Leverkusen Geduld ist höchste Tugend der Hebamme

Leverkusen · Monika Miesen ist die dienstälteste Hebamme in Opladen. In 45 Jahren hat sie rund 1000 Kindern auf die Welt geholfen. Auch im Auto vor einer rot zeigenden Ampel hat sie schon entbunden.

 Monika Miesen hat 45 Jahre als Hebamme gearbeitet, nun scheidet die 64-jährige aus dem Berufsleben aus.

Monika Miesen hat 45 Jahre als Hebamme gearbeitet, nun scheidet die 64-jährige aus dem Berufsleben aus.

Foto: Miserius

Rund 1000 Kinder hat die dienstälteste Opladener Hebamme bislang auf die Welt geholt. Jetzt hat Monika Miesen ihre Arbeit eingestellt. "Ich hatte eine wunderschöne Zeit. Aber 45 Jahre sind genug", begründet die 64-Jährige.

Zu den Babys, denen die Mutter zweier erwachsener Kinder erst im Januar 2016 auf die Welt half, gehört das Jüngste von drei Enkelkindern. Ein Baby an Neujahr war dienstbedingt bislang noch nicht dabei. Stattdessen erinnert sich die Geburtshelferin an viele lange und schwere, aber ebenso an schnelle und unkomplizierte Geburten, wie sie sich jede Hebamme wünscht. Der Leitsatz einer Geburt heißt Warten. "Geduld ist die höchste Tugend einer Hebamme", beschreibt die Fachfrau. "Babys sollten - außer bei medizinischen Gründen - selber entscheiden, wann sie auf die Welt kommen wollen." Ein Baby wollte vor etlichen Jahren nicht länger warten. Sie entband den Säugling auf dem Weg zum Krankenhaus im Auto vor einer roten Ampel auf der Düsseldorfer Straße. "So etwas vergisst man nicht", sagt Monika Miesen.

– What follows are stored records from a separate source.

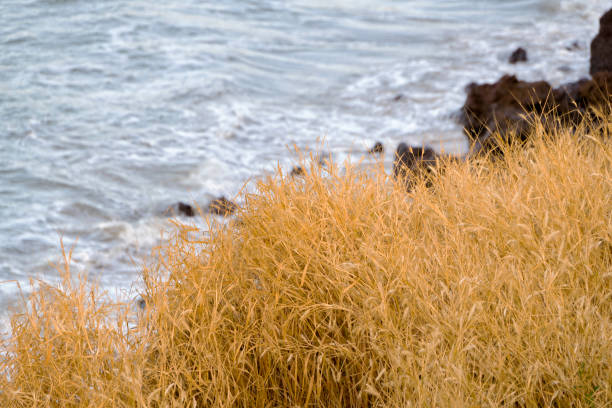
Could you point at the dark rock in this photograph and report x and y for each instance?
(378, 148)
(412, 158)
(297, 171)
(490, 107)
(519, 55)
(510, 107)
(601, 46)
(185, 209)
(222, 206)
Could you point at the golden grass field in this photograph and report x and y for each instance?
(491, 288)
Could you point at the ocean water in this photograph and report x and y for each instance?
(111, 111)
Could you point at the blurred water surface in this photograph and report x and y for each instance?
(110, 111)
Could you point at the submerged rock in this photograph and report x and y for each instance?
(183, 209)
(222, 206)
(412, 158)
(378, 148)
(511, 107)
(519, 55)
(497, 105)
(297, 171)
(601, 46)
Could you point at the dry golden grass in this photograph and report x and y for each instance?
(491, 288)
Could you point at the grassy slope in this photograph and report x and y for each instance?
(492, 288)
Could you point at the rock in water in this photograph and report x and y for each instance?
(297, 171)
(378, 148)
(222, 206)
(519, 55)
(501, 105)
(185, 209)
(601, 47)
(412, 158)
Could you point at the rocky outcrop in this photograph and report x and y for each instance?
(501, 105)
(183, 209)
(510, 107)
(297, 171)
(519, 55)
(378, 148)
(601, 46)
(412, 158)
(222, 206)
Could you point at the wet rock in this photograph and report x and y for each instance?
(501, 105)
(412, 158)
(594, 92)
(601, 46)
(573, 46)
(510, 107)
(185, 209)
(222, 206)
(378, 148)
(297, 171)
(519, 55)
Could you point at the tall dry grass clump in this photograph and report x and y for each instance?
(492, 287)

Dass sie "in einem Krankenhaus arbeiten wollte" wusste die Opladenerin, die selbst im Schlebuscher Klinikum das Licht der Welt erblickte und in Küppersteg aufwuchs, schon als Kind. Dass sie einmal als Hebamme - ab 1973 im Remigius Krankenhaus, ab 1993 freiberuflich - tätig sein würde, verdankt sie allerdings einer älteren Kollegin. Es war die frühere Hebamme Karla Schuster, die ihr 1968 während eines Schülerpraktikums riet: "Du solltest Hebamme werden. Dann hast Du nur zwei Jahre Ausbildung, kannst freiberuflich arbeiten und gutes Geld verdienen."

Vor dem Geld stand eine strenge Ausbildung in der Hebammenschule der Landesfrauenklinik Wuppertal. Monika Miesen: "Meine Zimmerkameradin und ich hatten schon die Koffer gepackt, weil wir aufgeben wollten. Dann haben wir uns gegenseitig zum Durchhalten ermuntert." In dieser Zeit erlebte sie die erste Geburt. Sofort war der damals 18-Jährigen klar: "Das ist meine Berufung." Diese forderte sie später so manches Mal enorm heraus. Unter anderem, als sie im Remigius-Krankenhaus teilweise Dienst bis zu 24 Stunden verrichten musste. Trotz allem hat sie ihre Berufswahl nie bereut. "Es ist das Erfolgserlebnis, wenn das Kind endlich da ist. Jede Geburt ist ein Wunder", beschreibt sie.

Seit 1993 wechselte sie in die Selbständigkeit. Alles lief optimal. Bis die Haftpflichtversicherung für Hebammen innerhalb weniger Jahre um ein Vielfaches stieg. Zuletzt auf sagenhafte 6500 Euro pro Jahr. Aber drauf zahlen wollte Monika Miesen keinesfalls. "Als Hebamme muss man auch wirtschaftlich denken", begründet sie. Und so beschloss sie, aus der Geburtshilfe auszusteigen.

Damit ist sie nicht alleine. Die verbleibenden Hebammen sind oft Monate im Voraus ausgebucht und überlastet. Auch deshalb rät Monika Miesen werdenden Eltern dringend, die Geburt selbst in der Klinik nicht dem Zufall zu überlassen, sondern sich früh genug nach einer selbständigen Hebamme umzusehen.

Trotz allem will sie die Hände noch nicht in den Schoß legen. Sie wird das Babyschwimmen weiter anleiten. "Und vielleicht übernehme ich hin und wieder die Vertretung für eine Kollegin", schmunzelt Monika Miesen.